Roasted sugar snap peas with mint, salt, black pepper and a hint of lemon.
It isn’t a secret.
I had fallen deeply in love with the desert before.
But, Joshua Tree National Park was no ordinary desert.
Joshua Tree is life-changing.
I took this trip exactly three years ago today.
I remember every twist and turn.
Of every road.
Every strange angle of every peculiar tree.
Every red boulder.
That very blue sky.
It was a trip that will be etched in my mind forever. After a few nights in Los Angeles visiting friends and family, we woke up in Palm Springs. We were craving vastness and open skies and fresh air, so we set out for Joshua Tree. It was a heat wave. The desert was 113 degrees. But still, it seemed refreshing to leave LA traffic behind.
We entered the park from the west and drove the entirety in one swoop. With every turn in the road a new emotion rushed through my veins. It was a trip that will live inside of me forever. The desert is my spirit animal. The desert soothes my soul. And Joshua Tree is one of my favorite places on earth.

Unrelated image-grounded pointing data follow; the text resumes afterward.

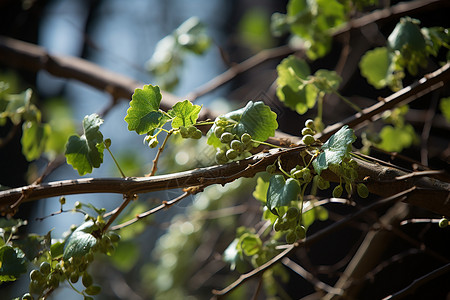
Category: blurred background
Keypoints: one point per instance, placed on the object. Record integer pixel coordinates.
(177, 254)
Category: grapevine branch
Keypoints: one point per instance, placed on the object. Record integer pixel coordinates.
(380, 180)
(313, 239)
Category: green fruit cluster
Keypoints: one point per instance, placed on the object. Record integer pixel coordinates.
(308, 132)
(190, 132)
(234, 146)
(290, 224)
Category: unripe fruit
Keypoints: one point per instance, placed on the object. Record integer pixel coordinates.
(362, 190)
(197, 134)
(87, 279)
(184, 132)
(292, 213)
(337, 192)
(246, 138)
(219, 131)
(291, 237)
(236, 145)
(308, 139)
(443, 222)
(310, 124)
(226, 137)
(45, 268)
(307, 130)
(232, 154)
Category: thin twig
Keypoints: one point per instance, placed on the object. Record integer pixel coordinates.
(310, 277)
(311, 240)
(164, 205)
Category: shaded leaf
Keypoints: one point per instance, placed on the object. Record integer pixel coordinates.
(335, 149)
(34, 139)
(86, 152)
(256, 119)
(292, 88)
(144, 116)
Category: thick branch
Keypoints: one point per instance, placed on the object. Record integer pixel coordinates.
(381, 180)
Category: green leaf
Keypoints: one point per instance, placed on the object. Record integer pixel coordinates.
(86, 152)
(125, 255)
(231, 254)
(375, 67)
(327, 81)
(395, 139)
(184, 114)
(255, 118)
(12, 263)
(335, 149)
(34, 139)
(144, 116)
(249, 243)
(33, 245)
(80, 241)
(281, 192)
(262, 185)
(444, 105)
(57, 249)
(292, 88)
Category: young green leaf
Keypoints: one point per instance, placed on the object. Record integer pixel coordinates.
(34, 139)
(80, 241)
(292, 88)
(444, 105)
(184, 114)
(281, 192)
(255, 118)
(249, 243)
(143, 115)
(86, 152)
(12, 263)
(335, 149)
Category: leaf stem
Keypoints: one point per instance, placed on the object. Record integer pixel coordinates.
(160, 150)
(115, 161)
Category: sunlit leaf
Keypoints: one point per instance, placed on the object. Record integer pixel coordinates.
(143, 115)
(292, 88)
(80, 241)
(256, 119)
(12, 263)
(184, 114)
(86, 152)
(281, 192)
(335, 149)
(34, 139)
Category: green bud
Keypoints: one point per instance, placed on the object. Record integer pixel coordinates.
(443, 222)
(246, 138)
(45, 268)
(226, 137)
(232, 154)
(219, 131)
(308, 139)
(337, 191)
(362, 190)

To honor Earth Day, I’ve partnered with some wonderful bloggers on an initiative to save our wild. Our Wild is a movement to protect national parks, forests, deserts, and wildlife refuges. Please take some time to read about what is at stake. If you are moved to take action, you can sign the petition or consider making a donation.

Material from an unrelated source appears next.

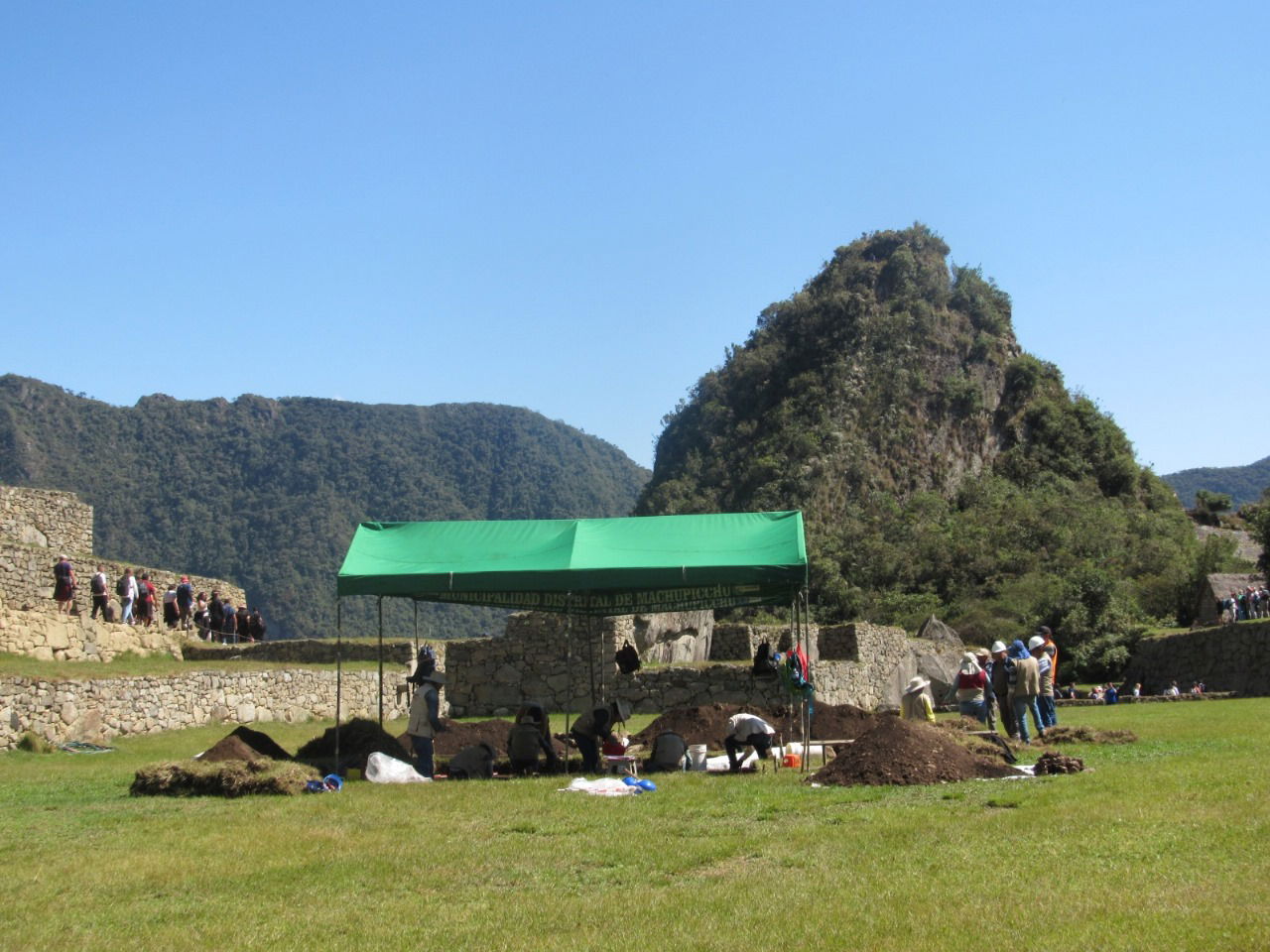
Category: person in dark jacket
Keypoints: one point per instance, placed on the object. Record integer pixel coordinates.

Follow along with #ourwild on Instagram.
And click here to see the full list of influencers who are fighting the good fight.
So, these roasted sugar snap peas.
They were what I prepared when I returned home from the desert. They are salty, crunchy and yet still hydrating. All of the restorative things my body was craving after experiencing such waves of emotion. After absorbing such awestruck beauty. They come together in under twenty minutes and are roasted in a bright, citrusy, mint vinaigrette.
Roasted Sugar Snap Peas with Mint + Sea Salt
- 3 cups sugar snap peas
- 1 cup fresh mint leaves
- 3 tablespoons olive oil
- 1 clove garlic
- 1 tablespoon lemon juice
- sea salt to taste
- black pepper to taste
- Preheat the oven to 450 degrees, and line a baking sheet with parchment paper.
- Wash the peas, pat dry and trim the ends.
- In a food processor combine the mint, olive oil, garlic, lemon juice, and a pinch of salt and pepper. Pulse until all the mint and garlic is finely chopped. Toss the snap peas in the mint mixture and spread them out onto the baking sheet in a single layer.
- Roast for 20 minutes or until brown and crispy, flipping halfway. Sprinkle with a generous amount of sea salt and serve warm.